# Rattlesnake Vaccine -- any new info?



## Magwart (Jul 8, 2012)

On of my dogs and I will be in SW Colo. all summer, and there are rattlesnakes around. Our place is at least a 90 minutes drive from the closest dose of rattlesnake antivenin -- I called the town's vet and checked. 

If we're up on a trail, add however long it takes to get down off it to that ticking clock. We will easily be at the 2 hour mark, even if conditions are optimal (no traffic, smooth descent from the hike, etc.). That's at the outer limit of the extra time the vaccine is supposed to offer.

Normally, I wouldn't even consider that vaccine, but the long distance away from antivenin has me seriously concerned.

The existing threads on this are a few years old, with most opting for snake avoidance training instead. Everything is second hand about this vaccine -- lots of anecdotal concerns about efficacy, but no real-world experiences. 

Has anyone here actually given the vaccine and had a snake bite the dog? If so, how much time did it buy you? Was there a vaccine reaction at the injection site, and if so, how bad of one?


----------



## osito23 (Feb 17, 2014)

I'm in Texas and enjoy hiking with my dogs. I get the vaccine and do avoidance training. I don't have any studies to link but I haven't had any issues with reactions (even with small breeds) and the vaccine. My vet sees dozens of snake bites every season and feels the vaccine is very effective. The bird dog people I do the aversion training with also swear by the vaccine. 

I had a dog get bit years ago before the vaccine was out, and of course we were hiking out in the middle of no where when it happened. The nearest vet did not carry anti-venin either, so we treated with antibiotics and steroids. My dog survived but was very sick; she spent 10 days at the vet and received multiple blood transfusions. It's not an experience I would like to repeat, so I do everything I can short of moving to Canada.


----------



## MMcCoy (May 12, 2016)

I had no idea this was a thing! I just messaged my vet to find out details! Thank you so much for drawing my attention to this!


----------



## Besketball (Apr 27, 2016)

You've inspired me to do some research on the topic. I've never heard of such a vaccine. But if I were in your position, I'd probably go for the vaccine.
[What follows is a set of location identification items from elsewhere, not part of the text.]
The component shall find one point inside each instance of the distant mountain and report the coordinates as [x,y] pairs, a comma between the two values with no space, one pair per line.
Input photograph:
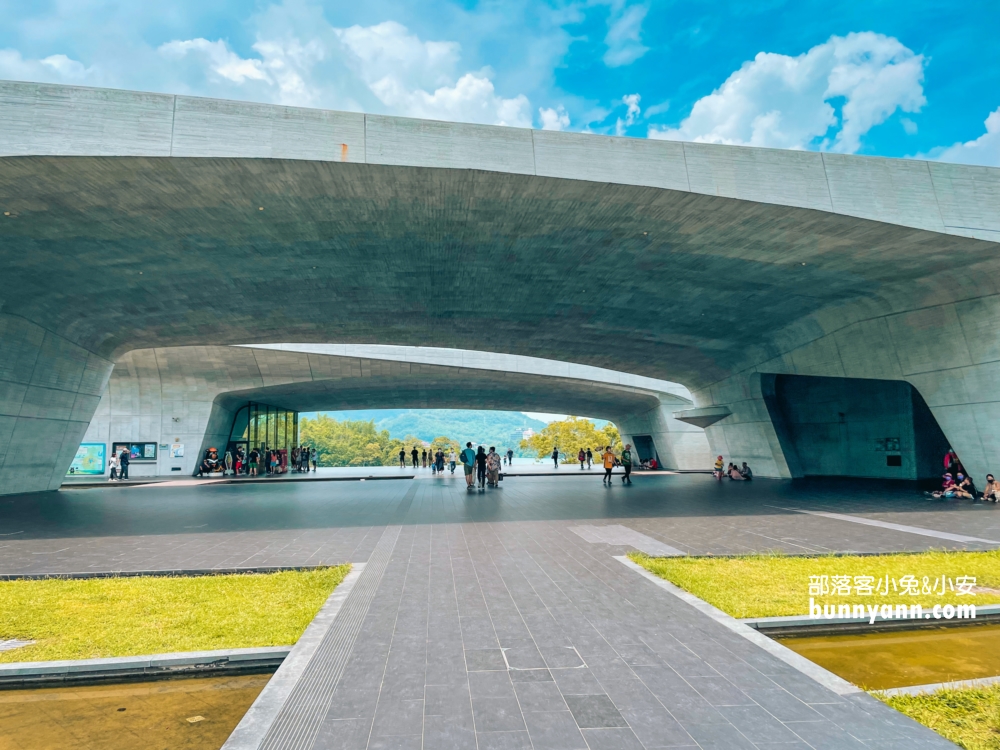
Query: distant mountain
[489,427]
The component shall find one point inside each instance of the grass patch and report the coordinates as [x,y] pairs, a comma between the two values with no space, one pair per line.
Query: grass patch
[102,617]
[969,717]
[777,585]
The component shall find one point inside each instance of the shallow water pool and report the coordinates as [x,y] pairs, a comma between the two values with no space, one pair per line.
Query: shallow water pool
[183,714]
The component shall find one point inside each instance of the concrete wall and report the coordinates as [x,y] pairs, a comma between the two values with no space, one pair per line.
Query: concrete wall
[49,388]
[950,353]
[839,427]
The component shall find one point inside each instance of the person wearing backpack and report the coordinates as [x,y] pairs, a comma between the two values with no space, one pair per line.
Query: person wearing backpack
[627,464]
[469,464]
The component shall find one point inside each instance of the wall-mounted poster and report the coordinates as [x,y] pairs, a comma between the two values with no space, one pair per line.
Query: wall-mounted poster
[137,451]
[89,459]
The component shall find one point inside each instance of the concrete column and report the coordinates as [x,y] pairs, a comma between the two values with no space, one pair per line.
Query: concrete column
[679,445]
[49,391]
[750,433]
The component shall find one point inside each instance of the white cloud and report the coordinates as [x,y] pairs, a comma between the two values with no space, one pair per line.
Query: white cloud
[624,37]
[554,119]
[341,67]
[984,150]
[52,69]
[785,102]
[631,101]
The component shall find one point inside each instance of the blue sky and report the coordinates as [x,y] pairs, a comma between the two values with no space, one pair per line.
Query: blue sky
[880,77]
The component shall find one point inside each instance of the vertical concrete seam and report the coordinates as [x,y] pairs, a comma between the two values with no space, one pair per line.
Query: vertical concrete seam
[826,176]
[687,172]
[534,159]
[173,119]
[927,166]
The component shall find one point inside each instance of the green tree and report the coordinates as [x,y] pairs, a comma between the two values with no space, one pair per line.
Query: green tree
[348,443]
[570,435]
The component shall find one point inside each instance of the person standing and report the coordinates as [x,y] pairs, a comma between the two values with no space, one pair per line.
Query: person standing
[493,464]
[481,467]
[609,464]
[627,464]
[123,459]
[469,464]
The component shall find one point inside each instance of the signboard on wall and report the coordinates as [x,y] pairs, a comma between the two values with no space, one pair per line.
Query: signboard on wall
[89,459]
[136,451]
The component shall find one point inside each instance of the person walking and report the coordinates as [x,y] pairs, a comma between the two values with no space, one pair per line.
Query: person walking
[123,459]
[609,464]
[481,467]
[469,465]
[626,461]
[493,465]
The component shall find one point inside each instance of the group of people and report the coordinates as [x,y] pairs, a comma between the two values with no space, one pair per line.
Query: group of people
[482,467]
[118,463]
[734,472]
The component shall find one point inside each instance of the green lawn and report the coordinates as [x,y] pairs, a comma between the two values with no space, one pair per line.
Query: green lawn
[101,617]
[776,585]
[968,717]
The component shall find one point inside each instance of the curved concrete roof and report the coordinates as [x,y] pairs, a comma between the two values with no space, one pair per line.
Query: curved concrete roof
[676,261]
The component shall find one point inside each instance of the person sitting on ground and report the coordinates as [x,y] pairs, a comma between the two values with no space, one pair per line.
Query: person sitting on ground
[965,487]
[717,473]
[947,487]
[991,492]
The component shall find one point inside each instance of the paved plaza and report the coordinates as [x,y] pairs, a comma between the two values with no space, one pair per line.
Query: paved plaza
[487,620]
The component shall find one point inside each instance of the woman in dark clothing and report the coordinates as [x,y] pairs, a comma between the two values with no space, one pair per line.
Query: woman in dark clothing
[481,466]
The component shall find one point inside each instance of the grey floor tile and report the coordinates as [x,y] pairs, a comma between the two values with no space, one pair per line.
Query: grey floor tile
[612,739]
[558,657]
[719,737]
[490,685]
[657,728]
[504,740]
[594,711]
[554,730]
[539,696]
[576,682]
[497,714]
[757,724]
[480,660]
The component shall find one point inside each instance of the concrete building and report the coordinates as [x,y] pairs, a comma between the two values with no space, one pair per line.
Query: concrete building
[137,221]
[192,396]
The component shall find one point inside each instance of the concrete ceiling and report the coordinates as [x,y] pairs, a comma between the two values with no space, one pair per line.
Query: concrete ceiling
[122,253]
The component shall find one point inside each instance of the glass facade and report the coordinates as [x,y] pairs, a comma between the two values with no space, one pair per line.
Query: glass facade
[266,428]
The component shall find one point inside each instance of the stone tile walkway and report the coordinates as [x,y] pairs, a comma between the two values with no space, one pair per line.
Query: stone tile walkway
[492,625]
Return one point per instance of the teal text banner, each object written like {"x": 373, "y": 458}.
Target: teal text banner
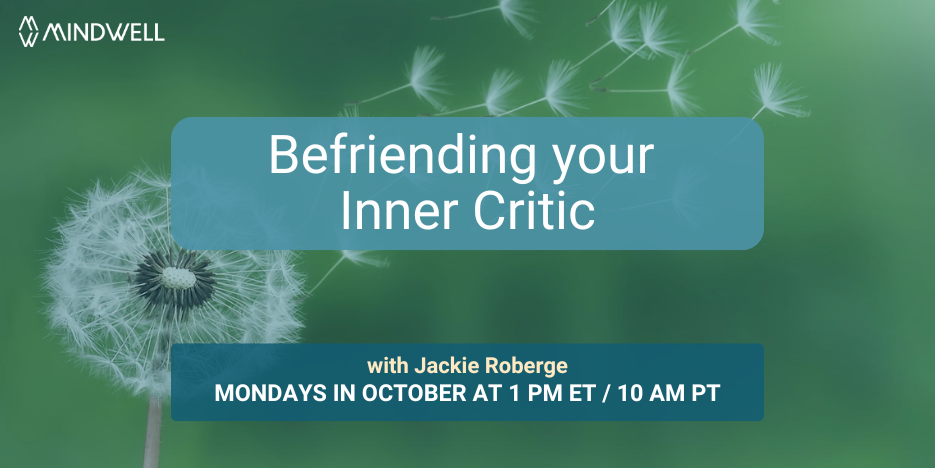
{"x": 352, "y": 183}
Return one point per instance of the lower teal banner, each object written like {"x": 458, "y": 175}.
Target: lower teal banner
{"x": 467, "y": 382}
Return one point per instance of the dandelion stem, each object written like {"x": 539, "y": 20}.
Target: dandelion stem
{"x": 441, "y": 18}
{"x": 461, "y": 109}
{"x": 592, "y": 20}
{"x": 758, "y": 113}
{"x": 618, "y": 66}
{"x": 378, "y": 97}
{"x": 153, "y": 429}
{"x": 716, "y": 38}
{"x": 322, "y": 280}
{"x": 592, "y": 53}
{"x": 523, "y": 106}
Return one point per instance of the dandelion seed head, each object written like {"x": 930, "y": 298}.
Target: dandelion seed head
{"x": 623, "y": 32}
{"x": 753, "y": 21}
{"x": 657, "y": 37}
{"x": 502, "y": 84}
{"x": 559, "y": 92}
{"x": 682, "y": 104}
{"x": 122, "y": 292}
{"x": 424, "y": 77}
{"x": 518, "y": 14}
{"x": 778, "y": 97}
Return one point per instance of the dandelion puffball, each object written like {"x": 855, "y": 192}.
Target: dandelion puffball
{"x": 776, "y": 96}
{"x": 122, "y": 292}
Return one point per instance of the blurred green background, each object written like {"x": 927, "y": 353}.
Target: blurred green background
{"x": 839, "y": 291}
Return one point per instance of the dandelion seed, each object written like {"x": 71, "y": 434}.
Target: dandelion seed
{"x": 349, "y": 111}
{"x": 598, "y": 16}
{"x": 684, "y": 195}
{"x": 776, "y": 96}
{"x": 750, "y": 20}
{"x": 676, "y": 89}
{"x": 657, "y": 38}
{"x": 123, "y": 292}
{"x": 423, "y": 78}
{"x": 620, "y": 28}
{"x": 515, "y": 12}
{"x": 558, "y": 90}
{"x": 502, "y": 83}
{"x": 357, "y": 257}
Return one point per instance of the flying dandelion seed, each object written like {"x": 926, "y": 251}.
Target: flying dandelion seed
{"x": 123, "y": 292}
{"x": 558, "y": 90}
{"x": 515, "y": 12}
{"x": 750, "y": 20}
{"x": 684, "y": 194}
{"x": 502, "y": 83}
{"x": 357, "y": 257}
{"x": 657, "y": 38}
{"x": 681, "y": 102}
{"x": 598, "y": 16}
{"x": 620, "y": 28}
{"x": 778, "y": 97}
{"x": 423, "y": 78}
{"x": 349, "y": 111}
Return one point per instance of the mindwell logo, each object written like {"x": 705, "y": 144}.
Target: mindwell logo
{"x": 88, "y": 32}
{"x": 32, "y": 31}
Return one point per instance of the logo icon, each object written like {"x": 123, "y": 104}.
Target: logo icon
{"x": 32, "y": 31}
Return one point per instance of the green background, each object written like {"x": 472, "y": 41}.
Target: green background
{"x": 839, "y": 291}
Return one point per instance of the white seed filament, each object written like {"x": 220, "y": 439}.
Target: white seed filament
{"x": 177, "y": 278}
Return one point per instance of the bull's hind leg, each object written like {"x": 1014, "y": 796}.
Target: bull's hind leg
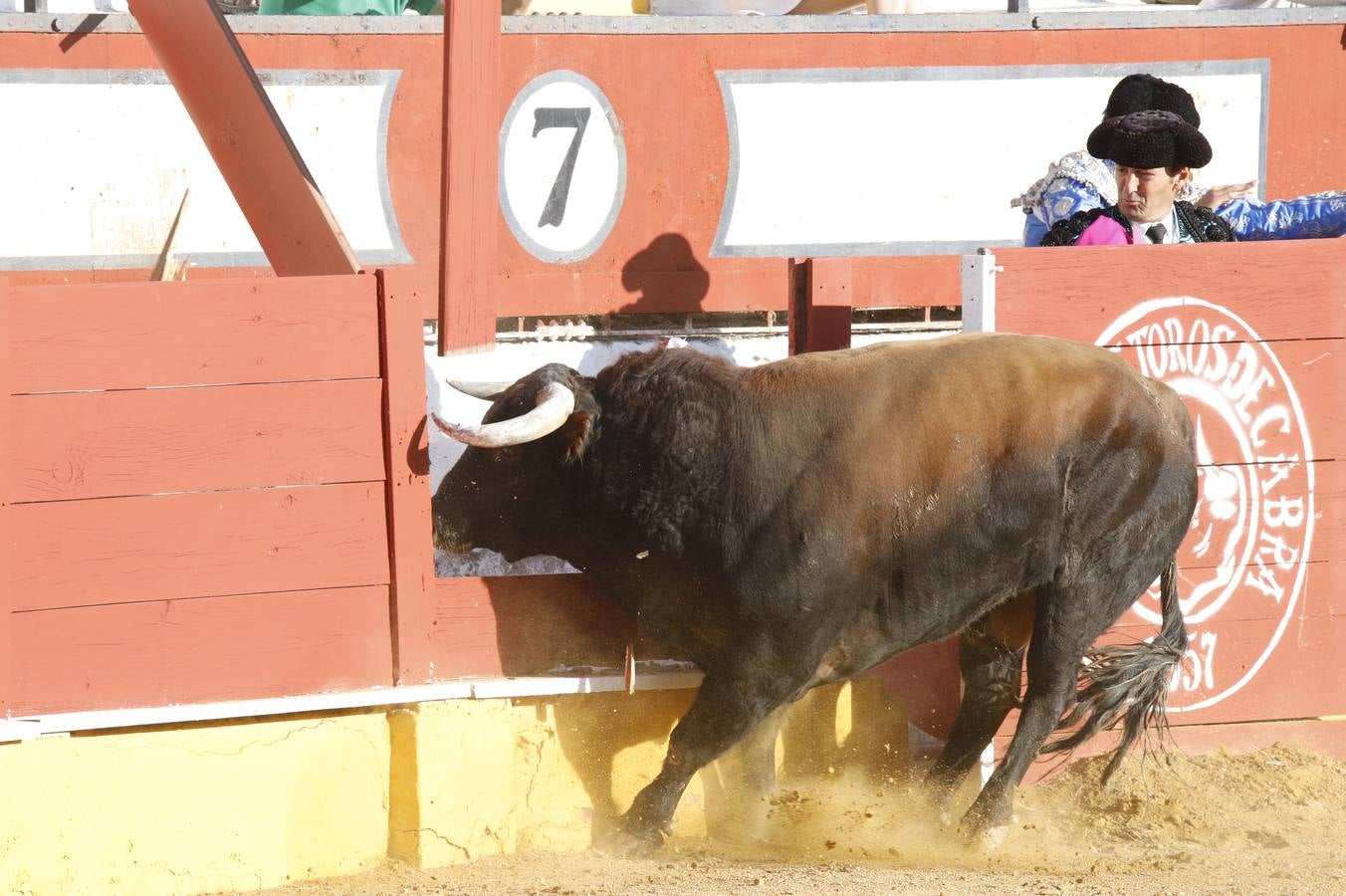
{"x": 1065, "y": 624}
{"x": 730, "y": 704}
{"x": 991, "y": 661}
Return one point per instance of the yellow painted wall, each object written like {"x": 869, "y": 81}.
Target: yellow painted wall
{"x": 256, "y": 803}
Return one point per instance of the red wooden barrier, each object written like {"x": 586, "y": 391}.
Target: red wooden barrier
{"x": 197, "y": 483}
{"x": 6, "y": 525}
{"x": 1253, "y": 337}
{"x": 270, "y": 180}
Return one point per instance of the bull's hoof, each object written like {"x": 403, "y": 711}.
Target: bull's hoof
{"x": 616, "y": 839}
{"x": 991, "y": 838}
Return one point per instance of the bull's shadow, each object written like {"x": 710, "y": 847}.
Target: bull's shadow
{"x": 557, "y": 624}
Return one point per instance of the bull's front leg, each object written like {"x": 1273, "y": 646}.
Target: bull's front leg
{"x": 730, "y": 704}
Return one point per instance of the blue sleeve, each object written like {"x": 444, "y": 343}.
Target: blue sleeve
{"x": 1306, "y": 218}
{"x": 1062, "y": 198}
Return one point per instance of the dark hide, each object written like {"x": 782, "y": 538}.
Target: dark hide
{"x": 799, "y": 523}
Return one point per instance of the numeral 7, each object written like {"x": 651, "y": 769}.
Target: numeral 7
{"x": 550, "y": 117}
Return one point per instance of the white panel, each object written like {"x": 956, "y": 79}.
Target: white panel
{"x": 100, "y": 168}
{"x": 860, "y": 159}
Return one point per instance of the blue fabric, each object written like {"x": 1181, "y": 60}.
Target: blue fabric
{"x": 1304, "y": 218}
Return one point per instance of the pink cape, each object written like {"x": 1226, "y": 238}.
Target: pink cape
{"x": 1104, "y": 232}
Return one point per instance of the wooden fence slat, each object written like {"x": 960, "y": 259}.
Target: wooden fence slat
{"x": 147, "y": 441}
{"x": 198, "y": 333}
{"x": 528, "y": 626}
{"x": 471, "y": 217}
{"x": 215, "y": 649}
{"x": 1071, "y": 295}
{"x": 408, "y": 477}
{"x": 80, "y": 554}
{"x": 251, "y": 146}
{"x": 1315, "y": 368}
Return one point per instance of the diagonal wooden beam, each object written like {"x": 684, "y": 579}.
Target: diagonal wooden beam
{"x": 245, "y": 137}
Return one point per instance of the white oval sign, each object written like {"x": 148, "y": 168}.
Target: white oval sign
{"x": 561, "y": 167}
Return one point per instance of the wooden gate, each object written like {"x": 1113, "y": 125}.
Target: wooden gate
{"x": 1253, "y": 337}
{"x": 197, "y": 490}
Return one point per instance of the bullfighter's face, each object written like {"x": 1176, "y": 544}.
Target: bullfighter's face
{"x": 1147, "y": 194}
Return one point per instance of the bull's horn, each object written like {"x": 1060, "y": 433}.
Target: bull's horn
{"x": 554, "y": 408}
{"x": 488, "y": 390}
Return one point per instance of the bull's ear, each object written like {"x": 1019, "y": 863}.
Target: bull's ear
{"x": 574, "y": 435}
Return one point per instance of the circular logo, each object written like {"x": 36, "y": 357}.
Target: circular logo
{"x": 561, "y": 167}
{"x": 1243, "y": 560}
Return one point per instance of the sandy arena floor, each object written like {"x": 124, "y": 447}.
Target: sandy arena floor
{"x": 1266, "y": 822}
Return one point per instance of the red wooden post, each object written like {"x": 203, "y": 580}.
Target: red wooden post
{"x": 6, "y": 533}
{"x": 406, "y": 454}
{"x": 470, "y": 219}
{"x": 245, "y": 137}
{"x": 820, "y": 305}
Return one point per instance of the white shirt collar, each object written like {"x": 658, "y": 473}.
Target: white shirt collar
{"x": 1138, "y": 229}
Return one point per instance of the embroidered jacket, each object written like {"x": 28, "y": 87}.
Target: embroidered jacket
{"x": 1078, "y": 182}
{"x": 1194, "y": 225}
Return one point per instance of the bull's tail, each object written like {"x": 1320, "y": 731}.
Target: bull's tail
{"x": 1128, "y": 682}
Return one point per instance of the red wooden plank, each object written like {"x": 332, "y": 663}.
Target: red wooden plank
{"x": 81, "y": 554}
{"x": 1287, "y": 290}
{"x": 826, "y": 303}
{"x": 1320, "y": 736}
{"x": 179, "y": 651}
{"x": 561, "y": 292}
{"x": 471, "y": 210}
{"x": 1258, "y": 400}
{"x": 7, "y": 566}
{"x": 528, "y": 626}
{"x": 1247, "y": 512}
{"x": 245, "y": 137}
{"x": 145, "y": 441}
{"x": 195, "y": 333}
{"x": 408, "y": 477}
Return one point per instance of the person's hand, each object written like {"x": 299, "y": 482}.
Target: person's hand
{"x": 1217, "y": 196}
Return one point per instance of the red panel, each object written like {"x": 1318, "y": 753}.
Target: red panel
{"x": 144, "y": 441}
{"x": 675, "y": 130}
{"x": 471, "y": 215}
{"x": 1257, "y": 400}
{"x": 240, "y": 128}
{"x": 215, "y": 649}
{"x": 1320, "y": 736}
{"x": 81, "y": 554}
{"x": 408, "y": 477}
{"x": 1079, "y": 292}
{"x": 1264, "y": 510}
{"x": 7, "y": 560}
{"x": 174, "y": 334}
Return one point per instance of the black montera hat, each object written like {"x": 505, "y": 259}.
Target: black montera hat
{"x": 1150, "y": 138}
{"x": 1140, "y": 92}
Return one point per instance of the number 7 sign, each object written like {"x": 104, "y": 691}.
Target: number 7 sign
{"x": 562, "y": 165}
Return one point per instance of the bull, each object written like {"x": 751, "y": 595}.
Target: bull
{"x": 797, "y": 524}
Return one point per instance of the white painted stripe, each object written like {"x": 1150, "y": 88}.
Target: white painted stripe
{"x": 27, "y": 728}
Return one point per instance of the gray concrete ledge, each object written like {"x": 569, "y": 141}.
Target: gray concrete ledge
{"x": 1155, "y": 16}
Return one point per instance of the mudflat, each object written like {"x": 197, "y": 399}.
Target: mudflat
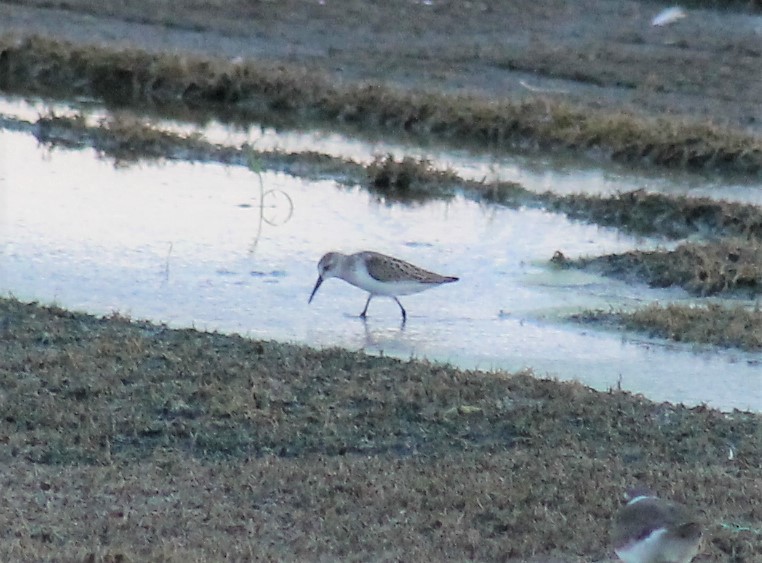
{"x": 127, "y": 441}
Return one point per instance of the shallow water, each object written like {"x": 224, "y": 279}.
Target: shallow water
{"x": 209, "y": 246}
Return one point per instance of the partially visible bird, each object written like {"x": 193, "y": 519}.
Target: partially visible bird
{"x": 653, "y": 530}
{"x": 378, "y": 274}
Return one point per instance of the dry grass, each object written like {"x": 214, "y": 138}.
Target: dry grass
{"x": 728, "y": 266}
{"x": 132, "y": 441}
{"x": 714, "y": 324}
{"x": 409, "y": 180}
{"x": 658, "y": 214}
{"x": 244, "y": 90}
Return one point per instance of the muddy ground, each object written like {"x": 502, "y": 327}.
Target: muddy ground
{"x": 127, "y": 441}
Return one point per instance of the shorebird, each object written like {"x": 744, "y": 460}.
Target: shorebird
{"x": 378, "y": 274}
{"x": 652, "y": 530}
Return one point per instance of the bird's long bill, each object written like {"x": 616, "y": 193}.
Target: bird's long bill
{"x": 314, "y": 291}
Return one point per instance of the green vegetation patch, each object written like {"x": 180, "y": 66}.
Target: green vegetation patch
{"x": 729, "y": 266}
{"x": 143, "y": 442}
{"x": 244, "y": 90}
{"x": 714, "y": 324}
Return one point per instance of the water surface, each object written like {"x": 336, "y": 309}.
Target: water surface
{"x": 222, "y": 248}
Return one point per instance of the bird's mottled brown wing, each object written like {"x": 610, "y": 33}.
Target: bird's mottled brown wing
{"x": 387, "y": 268}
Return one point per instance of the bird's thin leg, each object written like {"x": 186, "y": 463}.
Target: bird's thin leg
{"x": 364, "y": 311}
{"x": 404, "y": 314}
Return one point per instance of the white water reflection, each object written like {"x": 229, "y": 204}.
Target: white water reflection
{"x": 179, "y": 243}
{"x": 539, "y": 173}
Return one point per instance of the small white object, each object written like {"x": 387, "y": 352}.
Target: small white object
{"x": 668, "y": 16}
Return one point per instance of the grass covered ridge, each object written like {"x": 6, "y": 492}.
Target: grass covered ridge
{"x": 144, "y": 442}
{"x": 244, "y": 90}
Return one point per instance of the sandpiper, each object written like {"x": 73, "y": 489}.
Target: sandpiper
{"x": 378, "y": 274}
{"x": 652, "y": 530}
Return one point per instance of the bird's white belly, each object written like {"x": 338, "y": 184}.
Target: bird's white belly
{"x": 657, "y": 548}
{"x": 360, "y": 278}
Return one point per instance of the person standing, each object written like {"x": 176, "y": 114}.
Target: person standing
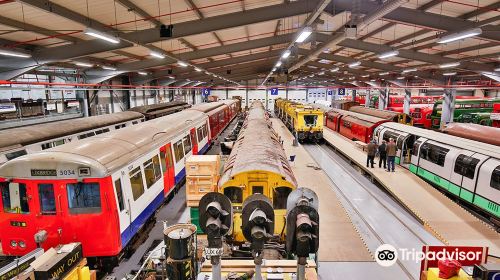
{"x": 382, "y": 154}
{"x": 371, "y": 151}
{"x": 391, "y": 154}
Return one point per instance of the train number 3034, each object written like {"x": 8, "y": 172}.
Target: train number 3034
{"x": 66, "y": 172}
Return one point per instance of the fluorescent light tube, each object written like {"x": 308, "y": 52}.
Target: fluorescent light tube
{"x": 306, "y": 32}
{"x": 354, "y": 64}
{"x": 108, "y": 68}
{"x": 83, "y": 64}
{"x": 409, "y": 70}
{"x": 157, "y": 55}
{"x": 102, "y": 35}
{"x": 13, "y": 53}
{"x": 449, "y": 65}
{"x": 388, "y": 54}
{"x": 460, "y": 35}
{"x": 286, "y": 54}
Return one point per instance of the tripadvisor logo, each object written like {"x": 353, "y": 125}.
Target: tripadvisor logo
{"x": 387, "y": 255}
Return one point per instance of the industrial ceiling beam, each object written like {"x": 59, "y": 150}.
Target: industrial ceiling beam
{"x": 146, "y": 36}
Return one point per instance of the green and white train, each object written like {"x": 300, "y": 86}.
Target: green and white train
{"x": 467, "y": 169}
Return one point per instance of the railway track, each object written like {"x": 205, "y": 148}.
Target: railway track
{"x": 377, "y": 216}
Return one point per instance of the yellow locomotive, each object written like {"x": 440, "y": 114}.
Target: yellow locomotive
{"x": 257, "y": 164}
{"x": 305, "y": 122}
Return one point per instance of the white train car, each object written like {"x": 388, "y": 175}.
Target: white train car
{"x": 468, "y": 169}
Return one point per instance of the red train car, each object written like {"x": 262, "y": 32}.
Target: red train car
{"x": 354, "y": 126}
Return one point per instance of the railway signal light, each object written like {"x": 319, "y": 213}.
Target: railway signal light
{"x": 257, "y": 217}
{"x": 302, "y": 228}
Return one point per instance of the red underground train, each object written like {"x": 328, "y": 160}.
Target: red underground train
{"x": 355, "y": 126}
{"x": 108, "y": 186}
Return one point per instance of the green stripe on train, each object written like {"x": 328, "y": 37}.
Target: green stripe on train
{"x": 466, "y": 195}
{"x": 487, "y": 205}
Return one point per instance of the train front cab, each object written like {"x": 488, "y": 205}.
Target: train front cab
{"x": 68, "y": 210}
{"x": 270, "y": 184}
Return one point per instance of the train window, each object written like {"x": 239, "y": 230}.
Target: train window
{"x": 280, "y": 196}
{"x": 495, "y": 178}
{"x": 47, "y": 199}
{"x": 46, "y": 146}
{"x": 119, "y": 194}
{"x": 136, "y": 182}
{"x": 466, "y": 166}
{"x": 234, "y": 194}
{"x": 15, "y": 154}
{"x": 84, "y": 198}
{"x": 178, "y": 151}
{"x": 14, "y": 198}
{"x": 187, "y": 144}
{"x": 433, "y": 153}
{"x": 152, "y": 171}
{"x": 199, "y": 131}
{"x": 258, "y": 189}
{"x": 310, "y": 120}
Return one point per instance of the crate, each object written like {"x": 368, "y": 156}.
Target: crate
{"x": 198, "y": 186}
{"x": 203, "y": 165}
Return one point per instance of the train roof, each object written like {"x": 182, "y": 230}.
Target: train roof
{"x": 104, "y": 153}
{"x": 257, "y": 148}
{"x": 361, "y": 117}
{"x": 146, "y": 109}
{"x": 20, "y": 136}
{"x": 459, "y": 142}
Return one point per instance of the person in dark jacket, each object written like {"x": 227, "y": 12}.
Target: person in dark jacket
{"x": 391, "y": 154}
{"x": 371, "y": 151}
{"x": 382, "y": 154}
The antivenom is pretty far away and you never know when your pup might get bitten.


----------



## voodoolamb (Jun 21, 2015)

For what ever it'seems worth - We did the rattlesnake vaccines for our horses. 6 horses. 4 had no reaction whatsoever. 1 seemed to be very sore/bruised at the injection site and 1 had localised swelling the size of a grapefruit along with a slight fever on the first round the subsequent shots had no reaction that I can recall.

One of the horses got bit by a copperhead after the vaccines. She wasnt too bad, sore a few days and on antibiotics. Little to no swelling. Supposedly some protection should have been offered by the vaccine - but copperhead venom is pretty mild as is and there is always the possibility that it was a dry bite anyways. So hard to tell if it actually helped.


----------



## NancyJ (Jun 15, 2003)

I have thought about it. Plenty of dogs around here get bit by copperheads and I know others it by cottonmouths, and they are not much of a worry but the timber rattlers can be deadly. My understanding is it just buys some time. I get the vet to give me dexamethasone and injectable benedryl for my SAR pack.


----------



## llombardo (Dec 11, 2011)

Time is not the only issue, but money would be too. It's costing thousands to save the life of the GSD that got bit 3 times protecting his person.


----------



## Magwart (Jul 8, 2012)

Yeah, that treatment definitely would put Healthy Paws and their "no limits on claims" coverage to the test.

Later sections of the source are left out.